Omitting the hypotheses of finiteness of the measure in Egorov theorem
Solution 1:
We can, without loss of generality, assume that the sequence $f_n$ is decreasing and convergent almost everywhere to $0$ (if it's not the case, consider $\displaystyle g_n(x):=\sup_{k\geq n}|f_k(x)-f(x)|$, which is dominated by $2g$, an integrable function. We fix $\varepsilon>0$, and we are looking for a measurable set $A$ such that $\mu(X\setminus A)\leq \varepsilon$ and the sequence $\{f_n\}$ converges uniformly to $f$ on $A$. We have for all integers $j$ and $n$ that $$\mu\left(\left\{g_n\geq \frac 1j\right\}\right)\leq j\int_X |g_n|d\mu,$$ and the monotone convergence theorem gives us that $\displaystyle\lim_{n\to\infty}\int_X |g_n|d\mu=0$. Hence for all $j\geq 1$, we can pick $n_j\in\mathbb N$ such that $$\mu\left(\left\{g_{n_j}\geq \frac 1j\right\}\right)\leq \varepsilon2^{-j}.$$ Now, put $A_j:=\left\{g_{n_j}\geq \frac 1j\right\}$ and $\displaystyle A:=\bigcap_{j\geq 1}\complement_X A_j$. We have $$\mu(X\setminus A)=\mu\left(\bigcup_{j\geq 1}A_j\right)\leq \sum_{j\geq 1}\mu(A_j)=\varepsilon\left(\frac 1{1-2^{-1}}-1\right)=\varepsilon$$ and $\displaystyle\sup_{x\in A}\,|g_{n_j}-0|\leq \frac 1j$. Since the sequence $\displaystyle\left\{\sup_{x\in A}\,g_n(x)\right\}$ is decreasing and has a sub-sequence which converges to $0$, the whole sequence converges to $0$, and we are done.
Solution 2:
Here is another solution:
We can write:
$$X=\{ g>1\}\cup(\bigcup\limits_{k=1}^{\infty}\left\{ 2^{-k}<g\leqslant2^{1-k}\right\})\cup \{g=0\}$$ Notice that the above sets are all disjoint.
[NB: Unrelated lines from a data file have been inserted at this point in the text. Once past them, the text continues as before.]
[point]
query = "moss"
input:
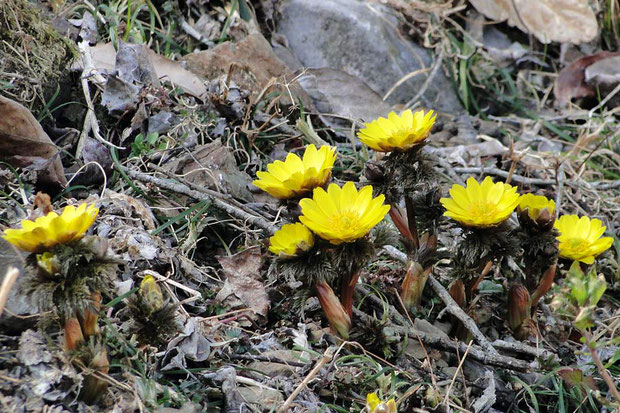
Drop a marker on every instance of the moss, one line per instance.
(34, 54)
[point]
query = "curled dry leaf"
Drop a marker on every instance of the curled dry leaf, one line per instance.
(104, 58)
(243, 288)
(564, 21)
(573, 81)
(24, 144)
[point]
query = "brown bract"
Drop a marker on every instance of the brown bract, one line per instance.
(23, 143)
(572, 82)
(564, 21)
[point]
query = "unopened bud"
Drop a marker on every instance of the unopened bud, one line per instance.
(73, 334)
(151, 294)
(518, 306)
(413, 285)
(336, 315)
(94, 386)
(536, 213)
(374, 172)
(48, 263)
(457, 292)
(88, 317)
(546, 281)
(98, 245)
Apply Egoroff's theorem to each of the sets: $$\{ g>1\},\bigcup\limits_{k=1}^{\infty}\left\{ 2^{-k}<g\leqslant2^{1-k}\right\}$$
Then there exist $A\subset G=\{g>1\}$ ,and $A_k\subset G_k=\left\{ 2^{-k}<g\leqslant2^{1-k}\right\}, $ such that: $$\mu (A)<\varepsilon/2 , \mu (A_k)<\varepsilon 4^{-k} $$ and $$f_n\longrightarrow f$$uniformly in $E^c=(G\setminus A)\cup(\bigcup\limits_{k=1}^{\infty}G_k\setminus A_k)\cup \{f_n=0,\forall n\}$, where the last set in the union is a superset of $\{g=0\}$.
Now, it suffices to prove that $\mu (E)<\varepsilon$.
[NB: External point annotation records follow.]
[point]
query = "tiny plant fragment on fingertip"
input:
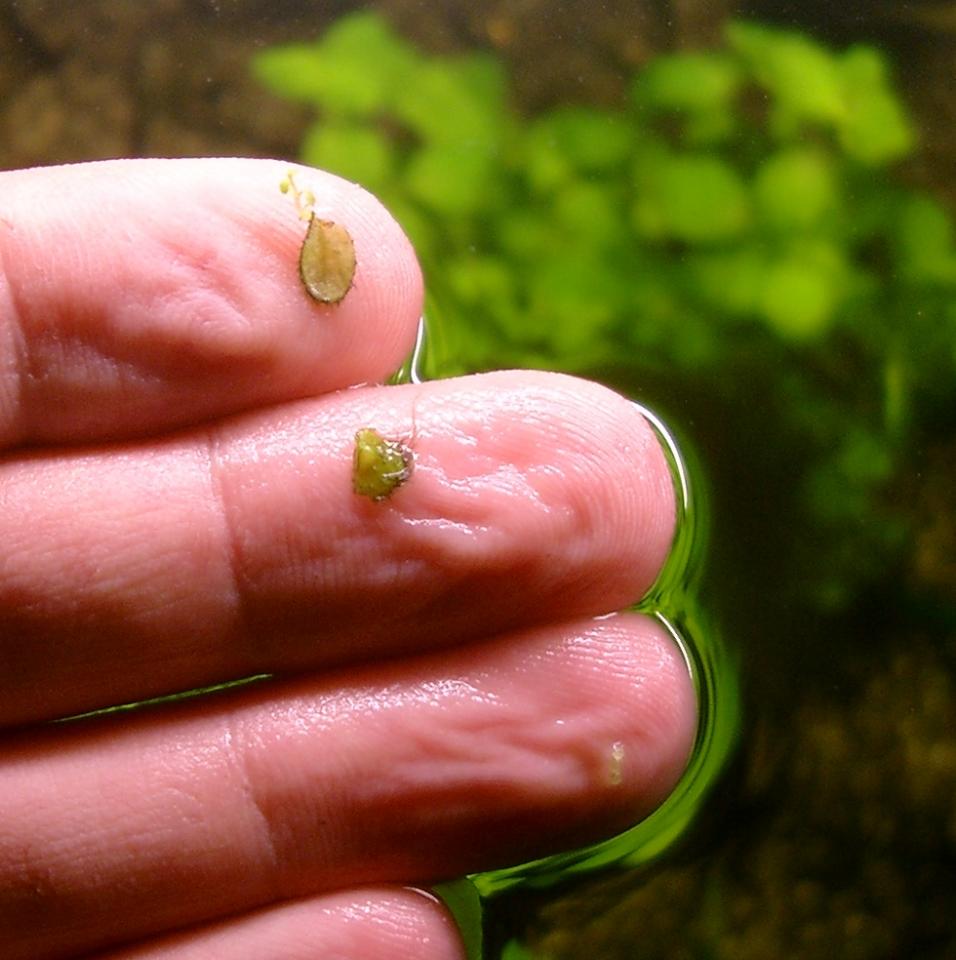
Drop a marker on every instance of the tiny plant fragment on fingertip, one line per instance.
(379, 466)
(327, 254)
(327, 260)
Indeed, after some simple set calculations (using the fact that we decomposed X in disjoint sets) we can obtain that: $$E=X\setminus\left\{(G\setminus A)\cup(\bigcup\limits_{k=1}^{\infty}G_k\setminus A_k)\cup \{f_n=0,\forall n\}\right\}\subset$$ $$(X\setminus(G\setminus A))\cap(X\setminus(\bigcup\limits_{k=1}^{\infty}G_k\setminus A_k))\cap (X\setminus\{g=0\})\subset$$ $$A\cup(\bigcup\limits_{k=1}^{\infty} A_k)$$ Therefore, $$\mu (E)\leqslant \mu (A\cup(\bigcup\limits_{k=1}^{\infty} A_k))\leqslant \mu(A)+\mu (\bigcup\limits_{k=1}^{\infty} A_k))<\varepsilon/2+\sum\limits_{k=1}^\infty \varepsilon4^{-k} =\varepsilon/2+\varepsilon/3 <\varepsilon$$
Solution 3:
Let $\epsilon>0$ be given.
Define the sets $G_m := \{x: g(x)>1/m\}$. Since $\int g <\infty$, we have $\mu(G_m)<\infty$ for all $m$. For each $m$, apply Egoroff's Theorem to find a $E_m\subseteq G_m$ such that $\mu(E_m)=\epsilon/2^m$ and $f_n \to f$ uniformly on $G_m-E_m$.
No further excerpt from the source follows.